Изменить размер шрифта - +
Как различают реальный сон и сон парадоксальный, так следовало бы различать реальное и парадоксальное доверие. Первое оказывается человеку или вождю благодаря его достоинствам и успеху. А парадоксальное доверие — это доверие, оказываемое кому-нибудь благодаря его поражению или отсутствию достоинств. Прообразом этого является эффект несбывшегося пророчества, хорошо известный в истории мессианства и милленаризма, вследствие которого группа не отрекается от своего предводителя и не распадается, а напротив, сплачивается вокруг него и создает религиозные институты наподобие секты или церкви, чтобы упрочить веру. Институты эти тем более прочные, что извлекают свою энергию из несбывшегося пророчества. Это «надстроенное» доверие никак не страдает от несостоятельности, поскольку происходит из отрицания поражения. Та же сама удивительная аура окутывает доверие, оказываемое Рейгану, и заставляет думать, что американское пророчество о великом будущем воплощенной утопии, сочетающейся с мировым могуществом, было обречено на неудачу, и ничто из этого воображаемого геройства, призванного увенчать историю двух столетий, в действительности не реализовалось, а Рейган — следствие несостоятельности этого пророчества. При Рейгане эта некогда эффективная система ценностей идеализируется и становится воображаемой. Образ Америки становится воображаемым для самих американцев, несмотря на то что он, без сомнения, изрядно скомпрометирован. Это превращение спонтанного доверия в доверие парадоксальное, а реализованной утопии в воображаемую гиперболу мне кажется решающим. Но, возможно, все и не так просто. Ибо речь не идет о том, что образ Америки в глазах самих американцев сильно искажен. Речь не идет о том, что вираж эры Рейгана больше, чем перипетия истории. Who knows? Это так же сложно решить, как различить сегодня процесс и симуляцию процесса, полет и симуляцию полета. Америка также вступила в эту эру неразличимости: реально ли ее могущество или это симуляция могущества?

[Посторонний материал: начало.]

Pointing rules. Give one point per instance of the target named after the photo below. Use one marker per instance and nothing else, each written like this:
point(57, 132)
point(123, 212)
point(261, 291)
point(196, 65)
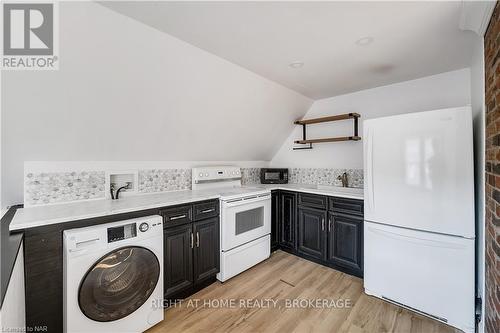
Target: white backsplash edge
point(47, 188)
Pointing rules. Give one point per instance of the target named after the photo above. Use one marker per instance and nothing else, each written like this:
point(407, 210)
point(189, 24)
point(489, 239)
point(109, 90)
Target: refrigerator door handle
point(369, 169)
point(416, 240)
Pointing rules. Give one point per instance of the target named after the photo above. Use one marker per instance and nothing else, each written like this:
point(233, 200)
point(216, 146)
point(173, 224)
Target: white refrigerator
point(419, 229)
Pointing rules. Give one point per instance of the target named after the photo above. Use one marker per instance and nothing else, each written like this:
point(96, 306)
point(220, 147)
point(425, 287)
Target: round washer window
point(119, 283)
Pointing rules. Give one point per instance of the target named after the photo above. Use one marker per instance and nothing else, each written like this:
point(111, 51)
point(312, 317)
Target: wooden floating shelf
point(327, 119)
point(344, 116)
point(341, 138)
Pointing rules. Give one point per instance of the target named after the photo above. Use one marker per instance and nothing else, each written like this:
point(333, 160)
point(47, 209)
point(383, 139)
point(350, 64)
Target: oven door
point(244, 220)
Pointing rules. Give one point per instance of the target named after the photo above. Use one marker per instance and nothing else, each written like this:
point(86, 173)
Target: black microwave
point(273, 176)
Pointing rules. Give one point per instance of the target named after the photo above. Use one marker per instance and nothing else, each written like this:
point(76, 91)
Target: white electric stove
point(245, 218)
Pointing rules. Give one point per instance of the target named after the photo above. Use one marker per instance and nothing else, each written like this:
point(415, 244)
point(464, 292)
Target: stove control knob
point(143, 227)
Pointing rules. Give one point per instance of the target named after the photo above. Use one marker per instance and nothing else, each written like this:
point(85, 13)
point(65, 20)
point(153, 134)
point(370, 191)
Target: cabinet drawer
point(205, 210)
point(177, 215)
point(347, 206)
point(312, 200)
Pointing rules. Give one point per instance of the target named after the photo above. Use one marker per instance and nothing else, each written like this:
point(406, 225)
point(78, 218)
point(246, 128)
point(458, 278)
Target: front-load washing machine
point(113, 276)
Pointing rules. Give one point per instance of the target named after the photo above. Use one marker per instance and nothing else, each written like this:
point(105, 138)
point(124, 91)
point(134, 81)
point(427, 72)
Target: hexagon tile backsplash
point(56, 187)
point(42, 188)
point(162, 180)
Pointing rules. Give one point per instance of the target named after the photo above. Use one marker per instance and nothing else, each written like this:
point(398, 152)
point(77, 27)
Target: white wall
point(127, 92)
point(478, 109)
point(433, 92)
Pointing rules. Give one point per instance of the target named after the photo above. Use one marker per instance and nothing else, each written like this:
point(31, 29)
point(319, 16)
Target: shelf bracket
point(345, 116)
point(303, 138)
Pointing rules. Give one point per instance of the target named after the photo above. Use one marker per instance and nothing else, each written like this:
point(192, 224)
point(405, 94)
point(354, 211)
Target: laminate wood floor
point(284, 278)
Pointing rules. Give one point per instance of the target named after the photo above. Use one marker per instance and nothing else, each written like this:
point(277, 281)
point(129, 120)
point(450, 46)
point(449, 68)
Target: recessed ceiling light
point(364, 41)
point(296, 64)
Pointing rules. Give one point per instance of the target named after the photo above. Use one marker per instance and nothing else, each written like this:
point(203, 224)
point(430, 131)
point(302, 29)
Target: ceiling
point(410, 39)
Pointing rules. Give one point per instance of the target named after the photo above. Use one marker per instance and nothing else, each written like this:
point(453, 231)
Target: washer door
point(118, 284)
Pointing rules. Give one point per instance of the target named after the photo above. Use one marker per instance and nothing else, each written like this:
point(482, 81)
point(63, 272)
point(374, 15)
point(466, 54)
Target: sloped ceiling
point(411, 39)
point(125, 91)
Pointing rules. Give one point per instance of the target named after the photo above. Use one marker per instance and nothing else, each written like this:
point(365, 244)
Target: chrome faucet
point(344, 180)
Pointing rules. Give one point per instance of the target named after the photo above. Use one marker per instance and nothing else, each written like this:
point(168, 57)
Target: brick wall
point(492, 233)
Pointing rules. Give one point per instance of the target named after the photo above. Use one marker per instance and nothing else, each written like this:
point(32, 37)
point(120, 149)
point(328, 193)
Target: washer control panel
point(144, 226)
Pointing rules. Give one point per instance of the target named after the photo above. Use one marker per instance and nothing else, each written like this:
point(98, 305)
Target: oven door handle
point(247, 200)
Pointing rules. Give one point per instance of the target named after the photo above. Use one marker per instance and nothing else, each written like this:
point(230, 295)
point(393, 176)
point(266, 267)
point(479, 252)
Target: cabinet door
point(312, 232)
point(178, 259)
point(345, 242)
point(288, 203)
point(275, 210)
point(206, 249)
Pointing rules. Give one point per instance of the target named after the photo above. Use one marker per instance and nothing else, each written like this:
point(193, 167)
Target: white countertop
point(51, 214)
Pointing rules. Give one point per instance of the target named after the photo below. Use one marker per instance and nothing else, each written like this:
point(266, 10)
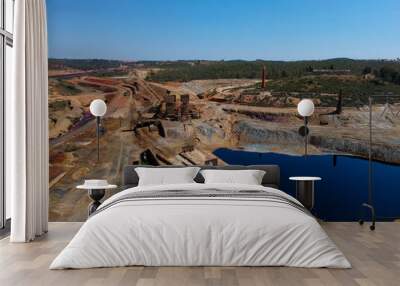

Может ли Рейган рассматриваться как символ современного американского общества — общества, обладавшего подлинными чертами могущества, а теперь вступившего в стадию «лифтинга»? Возможна другая гипотеза: Америка уже не та, что прежде, но продолжает развиваться теми же темпами, она в гистерезисе могущества. Гистерезис — это процесс, который продолжается по инерции, эффект, который длится, когда то, что породило его, уже исчезло. Можно также говорить о гистерезисе истории, гистерезисе социализма и т. д. Например: это тело продолжает функционировать, двигаться за счет набранной скорости по инерции, или как человек, который, потеряв сознание, еще сохраняет равновесие. Или смешнее: как велосипедисты из романа Жарри Сверхсамец, умершие от истощения во время бесконечного переезда через Сибирь, которые вместе с тем продолжают крутить педали и приводить в движение Великую Машину, преобразующую трупное окоченение в кинетическую энергию. Прекрасная выдумка: мертвецы могут даже увеличивать скорость и приводить машину в движение лучше, чем живые, поскольку у них нет больше никаких проблем. Не похожа ли Америка на этот гротеск Альфреда Жарри? Но, опять-таки, если и был очевиден сбой в работе или в чарах американской машины, кто сможет сказать, является ли он следствием депрессии или переохлаждения механизмов?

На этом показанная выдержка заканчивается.